Cette technologie est déjà utilisée dans tous les pays du monde, y compris le nôtre, sur des échelles variées. En effet, si elle est à l’état embryonnaire dans notre pays, dans les pays dits développés, son utilisation est assez répandue. Dans certains pays comme les Etats Unis, toutes les transactions, même les plus petites, se font désormais avec la carte de crédit ou bancaire. L’application de cette technologie à la lutte contre la corruption dans notre pays n’aura donc aucun impact négatif sur nos échanges commerciaux avec les autres pays.
Par contre, un tel système nous permettra de choisir ce que nous importons et à quel coût, ce qui protègera notre industrie naissante et réduira substantiellement le coût des produits importés et donc, de la vie. Parallèlement à la réduction du coût de la vie, l’augmentation substantielle des revenus de l’Etat et des entreprises grâce à l’utilisation intelligente de la monétique permettra d’envisager une revalorisation des salaires afin de rendre cette mini révolution supportable par les populations.
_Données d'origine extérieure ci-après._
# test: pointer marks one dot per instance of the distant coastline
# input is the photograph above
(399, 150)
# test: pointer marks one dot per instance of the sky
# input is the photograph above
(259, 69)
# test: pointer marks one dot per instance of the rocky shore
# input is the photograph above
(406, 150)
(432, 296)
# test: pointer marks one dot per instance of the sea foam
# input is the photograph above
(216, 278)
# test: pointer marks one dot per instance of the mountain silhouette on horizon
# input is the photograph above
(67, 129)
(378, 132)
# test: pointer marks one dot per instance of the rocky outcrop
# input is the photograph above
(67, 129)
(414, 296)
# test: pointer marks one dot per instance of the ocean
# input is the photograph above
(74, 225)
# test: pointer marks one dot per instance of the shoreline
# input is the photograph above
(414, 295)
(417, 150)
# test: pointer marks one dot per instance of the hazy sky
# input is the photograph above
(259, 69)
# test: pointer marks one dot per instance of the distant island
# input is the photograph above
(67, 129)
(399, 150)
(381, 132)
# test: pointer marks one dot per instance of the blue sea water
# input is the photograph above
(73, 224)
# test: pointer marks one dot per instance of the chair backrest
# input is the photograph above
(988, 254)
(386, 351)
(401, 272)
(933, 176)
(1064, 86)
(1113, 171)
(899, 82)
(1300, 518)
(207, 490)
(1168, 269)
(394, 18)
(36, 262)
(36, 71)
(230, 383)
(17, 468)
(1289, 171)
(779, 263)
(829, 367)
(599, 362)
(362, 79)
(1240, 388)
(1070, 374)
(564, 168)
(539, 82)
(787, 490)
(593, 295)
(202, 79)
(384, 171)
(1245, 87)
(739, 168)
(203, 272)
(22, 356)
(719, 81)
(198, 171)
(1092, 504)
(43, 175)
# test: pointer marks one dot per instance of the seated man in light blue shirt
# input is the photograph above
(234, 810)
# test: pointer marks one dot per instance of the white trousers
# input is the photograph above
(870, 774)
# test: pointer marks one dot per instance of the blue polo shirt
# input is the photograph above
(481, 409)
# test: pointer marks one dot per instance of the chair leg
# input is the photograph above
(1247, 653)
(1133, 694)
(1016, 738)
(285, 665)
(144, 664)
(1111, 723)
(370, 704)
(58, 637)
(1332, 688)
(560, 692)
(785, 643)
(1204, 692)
A terme, l’application intelligente de cette technologie débarrassera notre pays du vol, de la corruption et de tous les crimes d’argent, toute transaction monétaire cessant d’être possible entre le corrupteur et le corrompu et pour les criminels. Mais le changement le plus positif se ressentira dans la nouvelle attitude et le nouveau comportement de nos cadres qui, une fois débarrassés de la compétition malsaine pour l’accumulation illicite de l’argent sale de l’aide au développement, pourront s’atteler à l’œuvre de construction nationale. C’est pour cette raison que je suis de ceux qui pensent que la future monnaie de la Cédéao doit être électronique.
Un tel projet nécessitera un investissement initial massif coûteux dans la technologie de la monétique, mais rentable à long terme. En effet, la vulgarisation de la monétique débarrassera nos pays de l’obligation de remplacer régulièrement l’argent en papier, qui s’use après un certain temps, un processus coûteux à chaque fois; de tous les crimes d’argent, et du casse-tête permanent de la gestion de l’argent liquide. Nos Etats pourront dès lors concentrer tous leurs efforts sur les questions de développement réel.
En fait, le seul obstacle à un Mali et plus généralement à un monde sans cash est l’instinct primaire de l’homme et son effroi devant la perspective d’un monde débarrassé de la corruption et du crime. Au lieu d’envoyer des soldats à sa frontière sud avec des armes pour harceler des gens ordinaires désireux d’avoir une vie meilleure, loin de la corruption et du crime, M. Trump serait mieux inspiré d’aider les pays de ces paisibles citoyens du monde à vulgariser l’application de la technologie de la monétique à la lutte contre la corruption.
Le changement dans la gestion des affaires publiques qui en résulterait fixerait définitivement toutes les caravanes de demandeurs d’asile qu’il espère refouler à la frontière sud de son pays chez elles.